Ob die Digitalisierung einer Organisation oder die Ausrichtung der Energieversorgung auf erneuerbare Energiequellen, jede Art von Transformation ist eine Teamaufgabe. Einer allein kann das alles niemals schaffen. Das bedeutet aber auch, dass man andere Menschen von seinen Ideen überzeugen und für sich einspannen muss. Und das ist nicht immer leicht.
Manchmal helfen einem externe Ereignisse dabei, den Stein ins Rollen zu bringen, so wie die Nuklearkatastrophe von Fukushima im Jahr 2011. Durch einen zerstörerischen Tsunami kam es damals zu einer Folge von schweren Störungen im japanischen Kernkraftwerk Fukushima. Was dann bei uns in Deutschland dazu führte, dass plötzlich die Bereitschaft in Politik und Gesellschaft für den Atomausstieg hochschnellte. Infolgedessen die Atommeiler quasi über Nacht heruntergefahren wurden.
Ein ähnliches Bild zeichnet sich beim Beschluss des Sondervermögens für die Modernisierung der Bundeswehr im Zuge des Überfalls Russlands auf die Ukraine. Plötzlich wurde etwas in kürzester Zeit beschlossen, über das man zuvor Jahre diskutiert hatte.
Man muss jedoch nicht erst darauf warten, bis es um einen herum knallt und kracht, um Ideen voranzutreiben. Doch leider werden die meisten Ideenentwickler nicht gehört, sodass ihre Ideen in den Schreibtischschubladen Staub ansetzen.
Bahnbrechende Erkenntnisse richtig verkaufen
Ich erinnere mich an ein Event der Leibniz Universität Hannover, bei dem die unterschiedlichen Institute der Universität ihre aktuelle Forschung dem interessierten Fachpublikum vorstellten. Die Keynote für dieses Event hielt ein Professor der Leibniz Universität, der in den USA an der Entstehung von schwarzen Löchern forschte. Er fackelte auf der Bühne eine großartige Show ab. Es gelang ihm, dieses komplexe Forschungsgebiet auch fachfremden Menschen näherzubringen. Er berichtete nicht nur über seine neuesten Durchbrüche, sondern unterhielt sein Publikum auch, wodurch die von ihm transportierten Ideen leicht verständlich wirkten.

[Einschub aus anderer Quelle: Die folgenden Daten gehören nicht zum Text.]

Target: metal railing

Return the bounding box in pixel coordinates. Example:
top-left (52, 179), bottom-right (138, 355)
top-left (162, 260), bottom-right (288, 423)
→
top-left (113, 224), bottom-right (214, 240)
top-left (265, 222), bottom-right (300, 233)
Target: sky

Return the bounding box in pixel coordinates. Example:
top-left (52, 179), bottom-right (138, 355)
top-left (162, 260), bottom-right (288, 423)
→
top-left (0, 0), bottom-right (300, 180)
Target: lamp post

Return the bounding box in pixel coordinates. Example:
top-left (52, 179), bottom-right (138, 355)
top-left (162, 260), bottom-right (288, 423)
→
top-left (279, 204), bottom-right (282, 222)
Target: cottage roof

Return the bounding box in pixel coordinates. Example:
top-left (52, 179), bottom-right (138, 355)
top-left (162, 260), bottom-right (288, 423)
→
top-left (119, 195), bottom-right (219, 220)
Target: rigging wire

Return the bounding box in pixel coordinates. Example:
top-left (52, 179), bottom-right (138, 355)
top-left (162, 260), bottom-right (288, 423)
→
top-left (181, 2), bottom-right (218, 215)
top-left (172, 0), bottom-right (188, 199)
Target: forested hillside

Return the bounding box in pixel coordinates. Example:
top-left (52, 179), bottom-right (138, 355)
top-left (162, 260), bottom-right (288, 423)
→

In meiner unmittelbaren Nähe standen zwei seiner deutschen Kollegen. Der eine wandte sich dem anderen zu und sagte: „Verkaufen haben sie ihm ja beigebracht, dort in Übersee.“ Ich bin mir nicht sicher, ob sie damals neidisch auf seine Durchbrüche oder auf seine Performance auf der Bühne waren. Was ich jedoch weiß ist, dass die Idee noch so gut sein kann – wenn man sie anderen nicht richtig verkauft, wird es sehr schwer, sie umzusetzen. Ich weiß, dass wir Deutschen ein Problem mit dem Wort „verkaufen“ haben. Letztlich geht es dabei um effektive Kommunikation und die Frage, ob Sie das auch gerne können möchten.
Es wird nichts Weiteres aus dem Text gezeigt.